The response view must not map CLI commands to old manager tool ids or decide correctness. Scenario YAML decides what is correct.
Tips
- Keep all task-specific expectations in YAML under
correct.
- Do not add evaluator code for a specific tool, wrapper, or use case.
- Prefer regex or JSONPath assertions for tool CLI commands, because shell quoting and argument order can vary.

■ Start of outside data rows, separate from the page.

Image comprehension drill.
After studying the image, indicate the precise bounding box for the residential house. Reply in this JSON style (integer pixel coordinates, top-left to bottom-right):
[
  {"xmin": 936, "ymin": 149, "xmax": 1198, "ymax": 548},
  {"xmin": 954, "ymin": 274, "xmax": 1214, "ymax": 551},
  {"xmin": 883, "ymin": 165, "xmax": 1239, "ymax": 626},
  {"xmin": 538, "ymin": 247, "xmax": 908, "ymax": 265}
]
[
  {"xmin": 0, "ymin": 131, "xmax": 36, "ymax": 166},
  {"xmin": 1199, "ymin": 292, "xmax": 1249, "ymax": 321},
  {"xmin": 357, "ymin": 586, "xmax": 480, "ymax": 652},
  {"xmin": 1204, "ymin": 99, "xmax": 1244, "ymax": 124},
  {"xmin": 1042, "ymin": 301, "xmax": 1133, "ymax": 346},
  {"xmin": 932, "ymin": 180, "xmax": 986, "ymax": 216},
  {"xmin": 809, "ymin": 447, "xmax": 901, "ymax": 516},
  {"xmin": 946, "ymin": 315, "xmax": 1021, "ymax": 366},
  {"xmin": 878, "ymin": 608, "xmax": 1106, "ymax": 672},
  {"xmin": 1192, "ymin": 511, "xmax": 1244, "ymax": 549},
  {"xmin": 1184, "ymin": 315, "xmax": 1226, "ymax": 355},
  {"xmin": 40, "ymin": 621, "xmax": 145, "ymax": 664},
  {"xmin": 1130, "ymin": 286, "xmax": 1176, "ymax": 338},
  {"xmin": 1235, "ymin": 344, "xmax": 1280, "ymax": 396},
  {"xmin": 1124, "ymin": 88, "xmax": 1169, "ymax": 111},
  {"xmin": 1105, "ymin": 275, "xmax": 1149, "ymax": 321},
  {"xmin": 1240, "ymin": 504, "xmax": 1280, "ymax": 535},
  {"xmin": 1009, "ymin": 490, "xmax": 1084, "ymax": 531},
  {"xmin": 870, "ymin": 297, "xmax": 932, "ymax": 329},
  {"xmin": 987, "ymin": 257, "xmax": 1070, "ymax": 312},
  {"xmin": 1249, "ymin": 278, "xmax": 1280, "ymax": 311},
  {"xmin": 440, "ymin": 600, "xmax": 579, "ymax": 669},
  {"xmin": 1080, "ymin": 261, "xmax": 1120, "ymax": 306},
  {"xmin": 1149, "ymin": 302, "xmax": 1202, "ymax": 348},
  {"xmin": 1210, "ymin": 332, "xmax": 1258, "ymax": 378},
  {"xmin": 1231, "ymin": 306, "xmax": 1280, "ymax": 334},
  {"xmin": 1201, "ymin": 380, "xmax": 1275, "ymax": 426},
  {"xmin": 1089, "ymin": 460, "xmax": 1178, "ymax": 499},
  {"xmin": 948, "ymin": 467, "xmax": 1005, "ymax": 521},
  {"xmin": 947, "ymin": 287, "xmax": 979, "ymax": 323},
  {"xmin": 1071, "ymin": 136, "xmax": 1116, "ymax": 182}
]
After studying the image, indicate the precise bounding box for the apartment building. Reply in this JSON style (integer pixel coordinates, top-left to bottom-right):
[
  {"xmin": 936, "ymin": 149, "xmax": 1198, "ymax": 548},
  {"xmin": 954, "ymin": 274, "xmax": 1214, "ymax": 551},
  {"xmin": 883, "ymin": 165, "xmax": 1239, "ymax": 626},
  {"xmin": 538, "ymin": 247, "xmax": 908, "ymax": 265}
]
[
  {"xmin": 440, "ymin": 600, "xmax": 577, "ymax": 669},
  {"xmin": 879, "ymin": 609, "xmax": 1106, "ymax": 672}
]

- If a schema allows equivalent forms, represent them as separate
correct.any paths.
- Use
--limit and --tags for fast iteration.
- Use
--validate-context only when the scenario includes context fields that should be structurally checked.
- Use
--env-backend local or e2b only when you need runtime execution checks beyond response correctness.